The appellant/assessee, engaged in real estate development, was constructing the iconic residential tower “The 42” in Kolkata. To assist in the project, it entered into a Technical Consultancy Agreement dated May 1, 2016, with Arabian Construction Co. WLL (ACCWLL), UAE.
Under the agreement, ACCWLL provided advisory services relating to construction techniques, review of working drawings, scaffolding and staging design, safety measures, and quality control. The services were limited to review, comments, and recommendations and did not involve any transfer of technical processes, methodologies, or proprietary know-how. During the financial year 2017-18, the assessee remitted consultancy fees to the UAE entity after filing Forms 15CA and 15CB, treating the payments as business profits under Article 7 of the India-UAE Double Taxation Avoidance Agreement (DTAA), on the ground that ACCWLL had no Permanent Establishment (PE) in India.
The Assessing Officer held that the consultancy payments constituted Fees for Technical Services under Section 9(1)(vii) of the Income Tax Act and were taxable in India. According to the department, the assessee ought to have deducted tax at source under Section 195 while making the remittances.
Treating the company as an assessee in default under Section 201(1), the Assessing Officer raised a demand of ₹28.39 lakh towards TDS and ₹7.18 lakh towards interest under Section 201(1A), aggregating to ₹35.57 lakh. The CIT(A) subsequently affirmed the demand through an ex parte order.
Allowing the appeal, the Tribunal observed that the consultancy agreement merely involved advisory and consultative services. It found that the UAE company had not transferred any technical knowledge, skill, process, or methodology that would enable the assessee to independently apply such expertise in the future.
The Bench emphasized that the decisive factor is not whether technical expertise is used by the service provider while rendering services, but whether such expertise is “made available” to the recipient. Unless the recipient acquires an enduring technical capability enabling independent future use without further assistance, the consideration cannot be characterized as Fees for Technical Services under treaty principles.
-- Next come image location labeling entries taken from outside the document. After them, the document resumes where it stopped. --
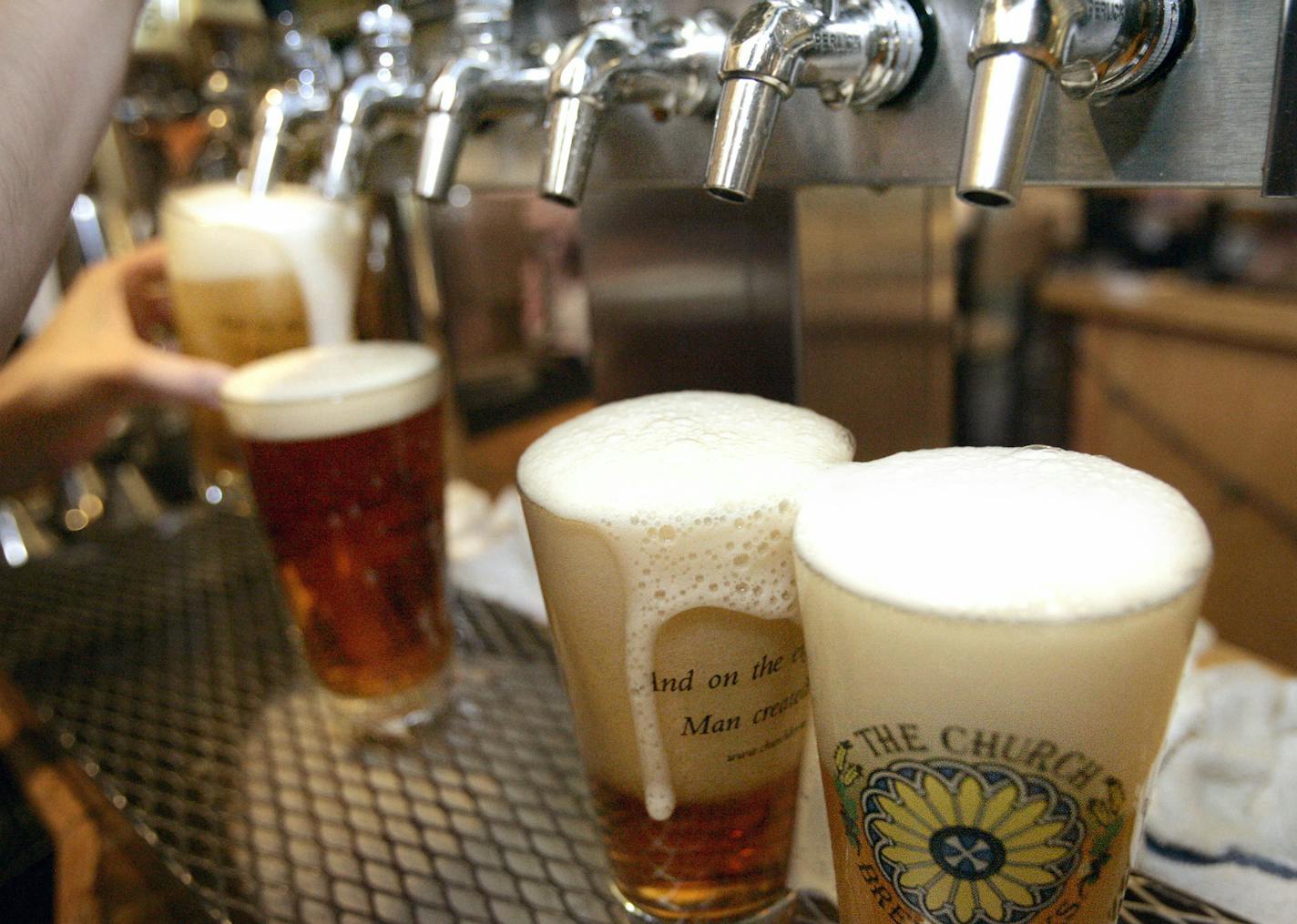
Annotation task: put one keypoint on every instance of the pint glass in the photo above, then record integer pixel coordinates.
(253, 276)
(995, 638)
(342, 446)
(661, 533)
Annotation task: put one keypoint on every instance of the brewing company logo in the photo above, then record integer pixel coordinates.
(960, 843)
The Tribunal further noted that the India-UAE DTAA does not contain a specific article dealing with Fees for Technical Services.
It held that where a treaty deliberately omits an FTS provision, the domestic definition contained in Section 9(1)(vii) cannot be imported into the treaty framework. According to the Bench, the DTAA is a self-contained code governing taxation of cross-border income, and domestic law can operate only to the extent that it is consistent with the treaty provisions.
The Tribunal observed that business profits of a UAE enterprise are taxable in India only if the enterprise has a Permanent Establishment in India under Article 7 of the DTAA. Since ACCWLL admittedly had no PE in India, the consultancy receipts were not taxable in India.
The Revenue had also relied upon CBDT Circular No. 33 dated April 2, 1982. Rejecting this argument, the Tribunal held that CBDT circulars cannot enlarge the scope of taxability or create a liability where the DTAA itself does not authorize taxation.
The Bench observed that while departmental circulars are binding on tax authorities, they cannot override or rewrite the provisions of an applicable tax treaty.
Setting aside the order of the CIT(A), the Kolkata ITAT directed the Assessing Officer to delete the entire demand of ₹35.57 lakh, holding that the payments made to the UAE consultant were not taxable in India and, therefore, no obligation to deduct tax at source arose under Section 195 of the Income Tax Act.